The judgment against Levandowski centered on his employment agreement with Google, which included not holding confidential information and not engaging in “any other employment, occupation or consulting directly related to” any businesses Google was working on. Another contract covering Google’s acquisition of two of Levandowski’s companies stipulated that he would not try to “encourage, induce [or] solicit” any Google employee to leave the company.
Waymo, previously known as Google’s self-driving car project, alleged that Levandowski downloaded thousands of confidential files to a personal hard drive before resigning from the company. Levandowski then launched a self-driving truck company, Otto, which Uber purchased in 2016.
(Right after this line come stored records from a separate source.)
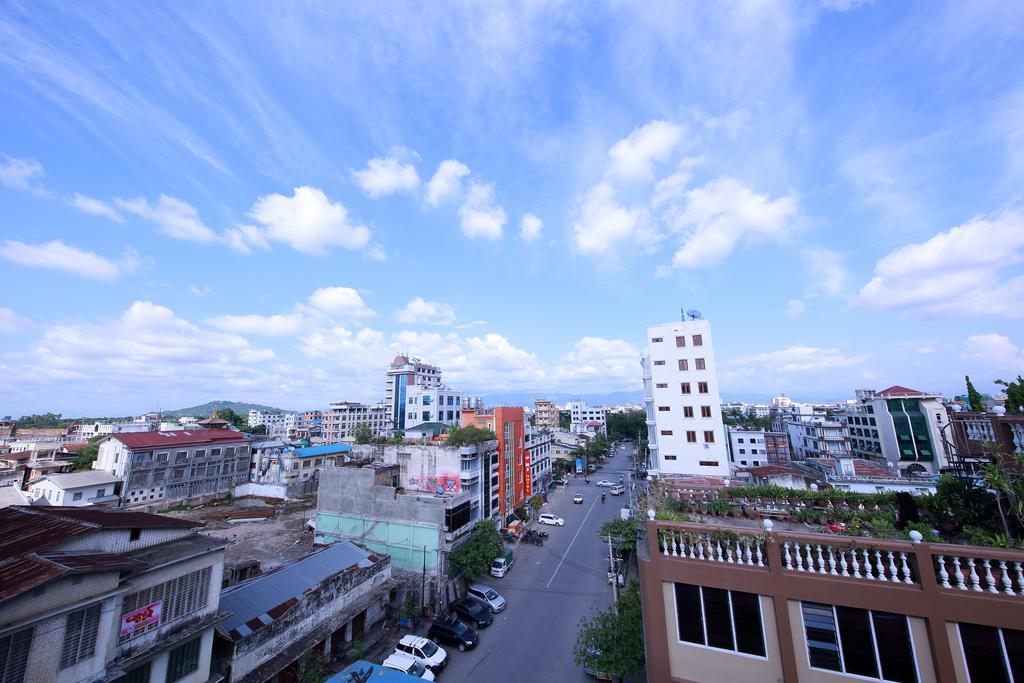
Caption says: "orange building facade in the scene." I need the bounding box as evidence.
[461,407,534,518]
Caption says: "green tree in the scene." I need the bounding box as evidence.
[572,580,644,679]
[964,375,985,413]
[449,519,505,579]
[352,424,374,443]
[447,425,498,445]
[995,375,1024,415]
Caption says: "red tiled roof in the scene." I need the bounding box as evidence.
[110,429,252,451]
[874,384,928,396]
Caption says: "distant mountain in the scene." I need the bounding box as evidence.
[163,400,301,418]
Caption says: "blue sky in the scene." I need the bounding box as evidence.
[0,0,1024,415]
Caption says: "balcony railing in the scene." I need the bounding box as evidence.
[647,521,1024,600]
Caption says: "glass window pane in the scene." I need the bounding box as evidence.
[700,587,735,650]
[801,602,843,671]
[959,624,1010,683]
[836,606,879,678]
[872,612,918,683]
[732,591,765,656]
[676,584,705,645]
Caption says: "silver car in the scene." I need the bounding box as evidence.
[468,584,505,614]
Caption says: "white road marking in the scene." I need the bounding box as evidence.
[544,498,597,590]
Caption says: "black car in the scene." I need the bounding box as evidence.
[449,595,495,629]
[427,616,479,652]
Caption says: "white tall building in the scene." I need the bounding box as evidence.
[569,400,608,434]
[642,319,729,476]
[249,410,300,438]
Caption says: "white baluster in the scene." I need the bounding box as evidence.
[999,560,1014,595]
[982,560,999,593]
[863,548,874,579]
[899,552,913,588]
[936,555,952,588]
[874,550,889,581]
[953,555,967,591]
[967,557,981,593]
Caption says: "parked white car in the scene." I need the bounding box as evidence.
[537,512,565,526]
[382,652,434,681]
[394,634,447,671]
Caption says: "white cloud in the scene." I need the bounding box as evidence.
[67,193,124,223]
[426,159,469,207]
[309,287,377,318]
[804,247,846,296]
[961,333,1024,373]
[608,120,685,180]
[0,155,47,195]
[114,195,217,243]
[222,225,270,254]
[0,306,32,335]
[207,313,302,337]
[394,297,455,325]
[855,209,1024,317]
[459,180,506,240]
[352,156,420,199]
[519,213,544,242]
[572,181,647,254]
[552,337,641,390]
[251,186,370,255]
[0,240,139,282]
[672,177,797,268]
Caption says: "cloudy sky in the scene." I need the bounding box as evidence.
[0,0,1024,415]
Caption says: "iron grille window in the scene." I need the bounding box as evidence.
[801,602,918,683]
[675,584,765,657]
[167,637,202,683]
[60,602,102,669]
[0,629,32,683]
[121,567,211,642]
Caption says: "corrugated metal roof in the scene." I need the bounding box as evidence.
[295,443,352,458]
[217,541,377,640]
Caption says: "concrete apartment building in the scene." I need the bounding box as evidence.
[568,400,608,434]
[642,319,729,476]
[213,541,397,683]
[322,400,392,443]
[315,464,473,605]
[93,429,252,507]
[534,398,559,431]
[637,520,1024,683]
[249,410,301,438]
[0,507,226,683]
[845,385,949,473]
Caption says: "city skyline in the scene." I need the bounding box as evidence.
[0,1,1024,415]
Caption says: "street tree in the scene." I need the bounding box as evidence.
[572,580,644,679]
[449,519,505,579]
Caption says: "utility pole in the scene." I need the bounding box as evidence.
[608,533,618,615]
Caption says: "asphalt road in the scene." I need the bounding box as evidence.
[438,440,629,683]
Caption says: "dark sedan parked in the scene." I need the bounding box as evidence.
[449,596,494,629]
[427,615,479,652]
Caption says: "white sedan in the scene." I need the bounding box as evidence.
[537,512,565,526]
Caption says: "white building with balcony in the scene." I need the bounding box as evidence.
[642,319,729,476]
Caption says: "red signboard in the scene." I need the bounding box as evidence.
[121,601,164,638]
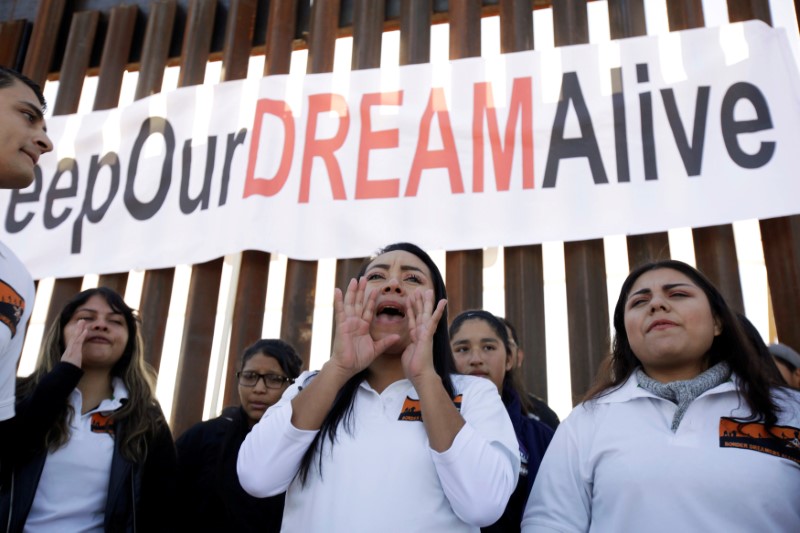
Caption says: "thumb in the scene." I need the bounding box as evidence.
[375,333,400,355]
According to Reuters, Levandowski, a key engineer in Google’s self-driving project and also the former head of Uber Technologies Inc’s self-driving technology unit, along with his colleague Lior Ron, engaged in unfair competition and breached their legal obligations by starting a rival company and bringing over Google employees, an arbitration panel ruled in December.
Uber, which later acquired the startup co-founded by Levandowski, indemnifies workers under its employment agreements. But Uber has said in financial filings that it expects to challenge paying the big judgment against its ex-employee Levandowski, who is fighting a federal indictment on charges of stealing trade secrets from Google.